Department of Health Management and Policy, Department of Economics, University of Michigan, Ann Arbor, MI.
National Bureau of Economic Research, Cambridge, MA.
Health Serv Res. 2018 Apr;53(2):859-878. doi: 10.1111/1475-6773.12712. Epub 2017 May 30.
We discuss how to interpret coefficients from logit models, focusing on the importance of the standard deviation (σ) of the error term to that interpretation.
We show how odds ratios are computed, how they depend on the standard deviation (σ) of the error term, and their sensitivity to different model specifications. We also discuss alternatives to odds ratios.
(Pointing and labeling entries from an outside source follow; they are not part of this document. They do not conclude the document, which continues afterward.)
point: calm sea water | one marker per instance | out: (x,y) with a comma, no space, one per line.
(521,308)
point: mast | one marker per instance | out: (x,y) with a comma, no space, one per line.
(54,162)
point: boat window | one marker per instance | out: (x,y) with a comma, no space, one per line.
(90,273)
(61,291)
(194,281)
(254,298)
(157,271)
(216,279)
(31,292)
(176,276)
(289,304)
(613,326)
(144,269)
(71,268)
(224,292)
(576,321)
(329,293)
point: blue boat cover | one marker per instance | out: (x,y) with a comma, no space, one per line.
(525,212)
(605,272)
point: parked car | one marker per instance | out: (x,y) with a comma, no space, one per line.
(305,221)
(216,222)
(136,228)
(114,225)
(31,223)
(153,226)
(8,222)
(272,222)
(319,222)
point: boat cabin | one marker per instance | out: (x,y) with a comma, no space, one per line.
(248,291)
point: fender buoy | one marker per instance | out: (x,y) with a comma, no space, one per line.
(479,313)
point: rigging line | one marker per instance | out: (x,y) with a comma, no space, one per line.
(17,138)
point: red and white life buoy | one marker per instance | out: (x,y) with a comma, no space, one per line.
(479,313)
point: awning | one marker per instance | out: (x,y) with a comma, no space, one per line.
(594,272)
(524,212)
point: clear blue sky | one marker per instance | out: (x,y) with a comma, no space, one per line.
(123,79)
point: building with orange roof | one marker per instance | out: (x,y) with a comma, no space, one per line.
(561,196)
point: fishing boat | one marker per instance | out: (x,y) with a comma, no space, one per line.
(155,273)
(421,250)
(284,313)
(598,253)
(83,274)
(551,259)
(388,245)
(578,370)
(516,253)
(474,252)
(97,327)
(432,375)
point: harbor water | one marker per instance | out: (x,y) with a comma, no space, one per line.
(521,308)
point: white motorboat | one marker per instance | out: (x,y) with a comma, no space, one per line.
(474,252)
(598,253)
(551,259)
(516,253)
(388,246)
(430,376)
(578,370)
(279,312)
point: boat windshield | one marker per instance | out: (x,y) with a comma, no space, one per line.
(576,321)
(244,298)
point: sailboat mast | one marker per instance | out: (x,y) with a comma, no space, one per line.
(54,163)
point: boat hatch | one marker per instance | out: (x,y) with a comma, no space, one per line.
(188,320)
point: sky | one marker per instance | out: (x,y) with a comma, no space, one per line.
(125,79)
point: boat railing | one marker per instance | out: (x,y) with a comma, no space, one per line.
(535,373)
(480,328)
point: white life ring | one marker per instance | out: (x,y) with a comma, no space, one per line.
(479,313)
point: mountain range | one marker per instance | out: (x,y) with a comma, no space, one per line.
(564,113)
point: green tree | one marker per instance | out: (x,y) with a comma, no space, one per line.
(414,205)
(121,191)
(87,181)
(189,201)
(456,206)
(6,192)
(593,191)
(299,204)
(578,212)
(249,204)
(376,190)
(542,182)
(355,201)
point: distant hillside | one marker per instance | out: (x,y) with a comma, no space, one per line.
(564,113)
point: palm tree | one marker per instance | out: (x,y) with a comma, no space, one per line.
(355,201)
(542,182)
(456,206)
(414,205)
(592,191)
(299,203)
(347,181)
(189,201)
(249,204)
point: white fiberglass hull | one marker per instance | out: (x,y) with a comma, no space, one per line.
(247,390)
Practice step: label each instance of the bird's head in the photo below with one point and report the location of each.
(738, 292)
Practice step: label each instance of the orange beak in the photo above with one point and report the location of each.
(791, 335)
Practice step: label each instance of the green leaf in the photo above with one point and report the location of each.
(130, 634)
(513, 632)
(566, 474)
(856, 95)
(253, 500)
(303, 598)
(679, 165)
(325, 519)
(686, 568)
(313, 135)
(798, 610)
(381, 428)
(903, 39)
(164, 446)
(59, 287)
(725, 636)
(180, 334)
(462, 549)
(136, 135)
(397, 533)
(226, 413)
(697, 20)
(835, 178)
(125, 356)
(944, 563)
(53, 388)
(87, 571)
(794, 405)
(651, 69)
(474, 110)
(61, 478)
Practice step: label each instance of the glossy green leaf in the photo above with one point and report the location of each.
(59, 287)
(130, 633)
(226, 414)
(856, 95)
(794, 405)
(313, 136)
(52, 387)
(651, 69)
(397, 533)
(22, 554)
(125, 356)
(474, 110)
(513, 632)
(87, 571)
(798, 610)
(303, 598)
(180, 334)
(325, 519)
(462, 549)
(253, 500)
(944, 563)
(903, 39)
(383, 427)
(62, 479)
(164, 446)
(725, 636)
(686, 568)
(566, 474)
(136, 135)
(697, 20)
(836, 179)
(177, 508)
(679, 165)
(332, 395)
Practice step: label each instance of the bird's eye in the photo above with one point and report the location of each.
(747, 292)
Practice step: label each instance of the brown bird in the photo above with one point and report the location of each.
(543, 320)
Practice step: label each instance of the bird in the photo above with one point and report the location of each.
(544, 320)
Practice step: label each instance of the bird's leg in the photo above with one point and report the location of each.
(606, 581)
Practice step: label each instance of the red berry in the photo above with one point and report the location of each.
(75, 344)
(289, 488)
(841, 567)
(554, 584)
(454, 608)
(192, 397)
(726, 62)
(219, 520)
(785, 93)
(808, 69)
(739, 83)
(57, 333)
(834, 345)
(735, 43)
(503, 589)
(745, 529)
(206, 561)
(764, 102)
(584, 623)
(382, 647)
There is no single odds ratio; instead, any estimated odds ratio is conditional on the data and the model specification. Odds ratios should not be compared across different studies using different samples from different populations. Nor should they be compared across models with different sets of explanatory variables.
To communicate information regarding the effect of explanatory variables on binary {0,1} dependent variables, average marginal effects are generally preferable to odds ratios, unless the data are from a case-control study.
我们讨论如何解释逻辑回归模型中的系数,重点关注误差项的标准差(σ)对解释的重要性。
我们展示了如何计算优势比,它们如何依赖于误差项的标准差(σ),以及它们对不同模型规格的敏感性。我们还讨论了优势比的替代方法。
不存在单一的优势比;相反,任何估计的优势比都是有条件的,取决于数据和模型规格。不应该在不同的研究中使用来自不同人群的不同样本来比较优势比。也不应该在具有不同解释变量集的模型之间进行比较。
要传达有关解释变量对二元{0,1}因变量的影响的信息,平均边际效应通常优于优势比,除非数据来自病例对照研究。